Four systems solved in one quick sweep!

Functions that deal with matrices can be broadly classified as Level 1, Level 2, and Level 3. Level 1 indicates \(O(n)\) complexity, Level 2 - \(O(n^2)\), and Level 3 - \(O(n^3)\) complexity. While a problem that can be solved by Level 1 is obviously the most desirable problem to have, Level 3 is a level where most flops can be used optimally and most gain can be get compared to a do-it-yourself code. In general, it is considerably faster to call one Level 3 function, than to call Level 2 function \(n\) times.

Solving a *triangular* system is a Level 2 function. Solving multiple systems moves to Level 3.

I'd take this as a valuable lesson (was it lesson 2?).

## LU Factorization

When we have a triangular system, we can solve it easily in \(O(n^2)\). What do we do if our system is
not triangular? Well, obviously, call sv. By going the easy route, we'd leave a lot of potential on the table.
Here's why: remember the Gaussian elimination from the start of the article? We first do some procedure on
our system to make it triangular, and then another to find a solution. What if we can keep
the result of that first procedure, and *reuse* it many times later? That's exactly what LU factorization is for.

LU factorization is practically the triangularization of a general matrix into a couple of triangular matrices,
that can later used in its place for solving linear systems *and other useful things*. It is an algorithmic
description of Gaussian elimination.

Look at this example (\(A=LU\)):

\begin{equation} \begin{bmatrix} 3 & 5\\ 6 & 7\\ \end{bmatrix}= \begin{bmatrix} 1 & 0\\ 2 & 1\\ \end{bmatrix} \begin{bmatrix} 3 & 5\\ 0 & -3\\ \end{bmatrix} \end{equation}
A general matrix has been described as a product of two triangular matrices: **L**, the *lower* triangle,
and **U**, the *upper* triangle.

How do we now proceed to use them? Our simple triangular system has only one triangle, what do we do with two?

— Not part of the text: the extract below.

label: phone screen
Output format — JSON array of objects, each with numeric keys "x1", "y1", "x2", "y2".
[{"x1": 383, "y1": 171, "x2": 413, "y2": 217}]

The original system is \(Ax=b\). We proceed as follows: we decide that \(y=Ux\) and then \(Ax=LUx=Ly=b\). First we solve the system \(Ly=b\), then \(Ux=y\), and we have our solution. Once we have triangularized the original general system, we can solve it by solving two triangular systems!

Lesson number 3? Reuse the results as much as you can, since they are so expensive to compute.

LU factorization seems quite straightforward once it's been laid out, but I've seen so many people trying to
solve this problem as described in math textbooks: they see the formula \(Ax=b\), (correctly) conclude
that \(x=A^{-1}y\), and (correctly but unwisely) start the quest of computing the inverse matrix.
The inverse matrix is something that is *really hard to compute*, not only because it requires lots
of FLOPs, but even more because there is a large possibility that the result will be rather
imprecise.

**Computing \(A^{-1}\) is seldom necessary!** The right approach is to solve the related system of linear equations.

If the determinant of \(A\) is not 0, LU factorization exists. When \(A\) is non-singular, then the factorization is unique.

On with our simple example, but in Clojure. We do a LU factorization by calling the function trf!, or its
pure cousin trf. TRF stands for *TRiangular Factorization*.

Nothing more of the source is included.